By Justin F. Gabrie
If you’ve been a comic book fan anytime in the last three decades, then you have heard the name Peter David. The veteran writer’s career actually started in the halls of Marvel as a staffer working in their Direct Sales Department for five years before becoming a full-time freelancer.
His work includes stints on various Spider-Man titles, including the infamous “Death of Jean DeWolff” storyline. He also co-created Spider-Man 2099—a world he recently returned to when he scripted the video game “Spider-Man: Edge of Time”—and cemented his legend with an untouchable 11-year run on INCREDIBLE HULK.
|X-FACTOR #224.1 preview art by Valentine De Landro|
David's current workload continues to be diverse: from STEPHEN KING'S DARK TOWER to the upcoming prequel series to the “John Carter” entitled JOHN CARTER: WORLD OF MARS and, of course, his second stint on X-FACTOR.
Whereas his first run of the book in the early 90’s concentrated on a government-run mutant super-hero team, David explains this version of X-Factor—which he started on in 2005—as a character-driven series involving an eclectic detective agency in New York City. Led by Jamie Madrox, the Multiple Man, they firmly believe that the best way for humankind to accept mutants lies with integrating themselves squarely into the midst of society and offering their services to anyone who has the. They specialize in cases involving the weird, the arcane, and the totally out there.
“Due to the wide range of personalities and powers, I can tell pretty much any type of story I want and it will still have some sort of personal resonance to the cast,” says David when asked his favorite part about working on X-FACTOR. “I happen to think that's incredibly important to the book. No matter what sort of situation they're facing, one or more of the cast should always have some personal stake in the endeavor.
“For instance, in a recent storyline, J. Jonah Jameson hired the team to find the killer of an old friend. But it turned out that Monet’s personally responsible for re-empowering the woman who in turn committed the murder.
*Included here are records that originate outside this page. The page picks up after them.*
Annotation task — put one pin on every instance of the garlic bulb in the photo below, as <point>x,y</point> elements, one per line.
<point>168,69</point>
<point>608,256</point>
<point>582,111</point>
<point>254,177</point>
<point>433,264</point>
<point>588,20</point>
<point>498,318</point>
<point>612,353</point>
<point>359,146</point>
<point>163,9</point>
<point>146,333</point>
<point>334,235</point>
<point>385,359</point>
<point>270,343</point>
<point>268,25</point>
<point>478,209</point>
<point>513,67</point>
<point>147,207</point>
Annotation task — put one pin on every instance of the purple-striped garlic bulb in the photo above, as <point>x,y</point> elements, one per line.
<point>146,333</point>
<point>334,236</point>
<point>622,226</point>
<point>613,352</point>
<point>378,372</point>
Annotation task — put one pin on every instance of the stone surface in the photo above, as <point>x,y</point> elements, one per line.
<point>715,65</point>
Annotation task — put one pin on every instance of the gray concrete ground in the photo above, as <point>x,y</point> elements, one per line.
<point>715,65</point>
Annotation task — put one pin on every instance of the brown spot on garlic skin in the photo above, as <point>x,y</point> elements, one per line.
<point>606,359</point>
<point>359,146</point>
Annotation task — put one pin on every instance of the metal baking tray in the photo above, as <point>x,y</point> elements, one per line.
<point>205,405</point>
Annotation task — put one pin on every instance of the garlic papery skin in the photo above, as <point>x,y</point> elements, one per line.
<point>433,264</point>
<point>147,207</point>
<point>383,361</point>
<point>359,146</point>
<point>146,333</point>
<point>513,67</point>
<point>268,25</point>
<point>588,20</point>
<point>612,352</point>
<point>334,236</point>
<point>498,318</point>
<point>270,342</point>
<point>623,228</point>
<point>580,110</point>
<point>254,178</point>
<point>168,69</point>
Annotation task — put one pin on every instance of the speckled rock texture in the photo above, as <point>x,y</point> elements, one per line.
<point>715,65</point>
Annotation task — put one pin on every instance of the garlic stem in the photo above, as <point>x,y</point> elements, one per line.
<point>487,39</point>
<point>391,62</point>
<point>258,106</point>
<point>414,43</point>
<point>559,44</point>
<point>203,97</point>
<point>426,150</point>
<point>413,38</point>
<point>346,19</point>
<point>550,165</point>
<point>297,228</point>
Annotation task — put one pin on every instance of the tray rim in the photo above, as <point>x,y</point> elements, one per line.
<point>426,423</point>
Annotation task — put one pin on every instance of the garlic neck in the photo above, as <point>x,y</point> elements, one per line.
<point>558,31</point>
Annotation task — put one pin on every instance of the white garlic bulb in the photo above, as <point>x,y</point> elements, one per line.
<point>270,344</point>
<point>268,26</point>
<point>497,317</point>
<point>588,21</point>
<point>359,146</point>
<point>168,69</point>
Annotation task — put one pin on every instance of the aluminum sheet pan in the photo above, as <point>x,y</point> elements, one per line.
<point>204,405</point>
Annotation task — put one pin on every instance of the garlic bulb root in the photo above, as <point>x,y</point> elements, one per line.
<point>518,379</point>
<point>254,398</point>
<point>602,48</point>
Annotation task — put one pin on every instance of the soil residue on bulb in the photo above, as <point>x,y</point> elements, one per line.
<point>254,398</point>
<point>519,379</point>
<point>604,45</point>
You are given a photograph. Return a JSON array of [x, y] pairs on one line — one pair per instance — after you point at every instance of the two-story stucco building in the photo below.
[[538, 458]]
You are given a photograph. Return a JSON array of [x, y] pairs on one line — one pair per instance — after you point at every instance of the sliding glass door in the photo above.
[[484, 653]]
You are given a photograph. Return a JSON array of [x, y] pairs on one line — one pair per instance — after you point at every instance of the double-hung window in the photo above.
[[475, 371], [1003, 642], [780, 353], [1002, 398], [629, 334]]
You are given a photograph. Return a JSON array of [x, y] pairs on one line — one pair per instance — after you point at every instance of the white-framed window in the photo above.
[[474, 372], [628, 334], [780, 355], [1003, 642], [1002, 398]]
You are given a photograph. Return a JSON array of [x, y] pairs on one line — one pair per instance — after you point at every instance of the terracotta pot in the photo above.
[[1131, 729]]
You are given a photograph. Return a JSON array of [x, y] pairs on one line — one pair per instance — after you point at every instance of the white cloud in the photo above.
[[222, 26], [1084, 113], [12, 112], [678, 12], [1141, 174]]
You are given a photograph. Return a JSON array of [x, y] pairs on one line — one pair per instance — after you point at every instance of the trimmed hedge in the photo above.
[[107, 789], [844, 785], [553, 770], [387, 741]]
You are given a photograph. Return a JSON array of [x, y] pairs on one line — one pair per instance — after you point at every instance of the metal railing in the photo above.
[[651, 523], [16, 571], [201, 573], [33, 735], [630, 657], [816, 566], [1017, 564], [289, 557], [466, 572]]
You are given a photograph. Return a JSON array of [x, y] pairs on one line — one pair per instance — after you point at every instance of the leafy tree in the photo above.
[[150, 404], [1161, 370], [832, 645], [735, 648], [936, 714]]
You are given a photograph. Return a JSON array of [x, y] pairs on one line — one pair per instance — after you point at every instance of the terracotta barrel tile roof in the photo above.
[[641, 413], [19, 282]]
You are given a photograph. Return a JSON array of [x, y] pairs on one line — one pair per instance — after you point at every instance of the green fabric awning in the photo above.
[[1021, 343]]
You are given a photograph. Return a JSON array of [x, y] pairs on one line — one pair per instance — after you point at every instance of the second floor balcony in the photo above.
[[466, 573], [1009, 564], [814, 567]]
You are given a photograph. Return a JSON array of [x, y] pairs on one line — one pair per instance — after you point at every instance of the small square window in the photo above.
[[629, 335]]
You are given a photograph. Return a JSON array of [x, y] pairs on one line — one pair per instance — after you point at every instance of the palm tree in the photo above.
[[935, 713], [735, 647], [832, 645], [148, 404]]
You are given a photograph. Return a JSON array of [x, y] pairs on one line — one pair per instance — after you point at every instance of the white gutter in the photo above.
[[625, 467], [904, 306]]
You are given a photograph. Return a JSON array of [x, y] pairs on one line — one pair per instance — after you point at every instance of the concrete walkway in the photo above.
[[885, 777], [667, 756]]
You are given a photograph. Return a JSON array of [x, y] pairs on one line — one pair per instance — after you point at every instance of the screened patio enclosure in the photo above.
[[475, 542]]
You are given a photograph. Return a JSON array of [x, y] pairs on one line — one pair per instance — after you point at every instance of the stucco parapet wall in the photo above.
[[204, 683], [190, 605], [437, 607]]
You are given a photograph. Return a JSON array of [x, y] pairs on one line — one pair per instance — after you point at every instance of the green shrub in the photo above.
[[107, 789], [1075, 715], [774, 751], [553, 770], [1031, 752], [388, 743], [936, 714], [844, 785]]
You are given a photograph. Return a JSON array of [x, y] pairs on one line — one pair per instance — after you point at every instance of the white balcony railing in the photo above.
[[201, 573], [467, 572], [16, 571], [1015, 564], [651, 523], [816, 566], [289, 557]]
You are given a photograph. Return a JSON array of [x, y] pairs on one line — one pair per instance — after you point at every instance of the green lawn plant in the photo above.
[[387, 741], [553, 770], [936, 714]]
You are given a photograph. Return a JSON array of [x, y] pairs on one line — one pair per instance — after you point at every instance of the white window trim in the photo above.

And now the team deals with the culmination of Rahne's pregnancy, originally introduced in X-FORCE, but [it] became our team's responsibility once she came over into the book.”
The writer also credits his editorial collaborators with keeping the show rolling even through a sometimes rapid succession of art teams.
|X-FACTOR #225 preview art by Leonard Kirk|
“Where I've been fortunate has been in the succession of editors I’ve worked with who have more or less given me a considerable amount of latitude with the series,” he says. “So that's been a plus.”
Which leads to the upcoming X-FACTOR #224.1, due out September 7.
“The goal [for this issue] turned out to be three-fold: bring new readers up to speed; provide them an idea of where the series’ direction; and do all this while keeping the regular readers entertained,” notes David. “[There are] two storylines—not bad for a single issue!
“[The first involves] Madrox, in the company of Layla Miller, returning for a visit to his old and previously-thought-abandoned homestead, only to find some unexpected residents there. Meanwhile, the rest of the team handles a client who’s convinced that a seemingly-harmless, little old lady could be a harbinger of unspeakable evil. The police, of course, think she's nuts. X-Factor takes the case. Guess who isn't nuts?”
As for future issues of X-FACTOR, David promises to deliver the kind of stories fans expect, just not in the way they expect it:
“The next arc involves a kidnapped child—which flows directly out of the Point One issue—and introduces a seriously screwed-up villain for the team to deal with. This will also signal the return of an old-time Avengers villain. All this will culminate in issue #227 which climaxes with a two-page one-two punch that will have fans reeling and includes probably the biggest ‘What-the Hell?’ moment in the history of the series.”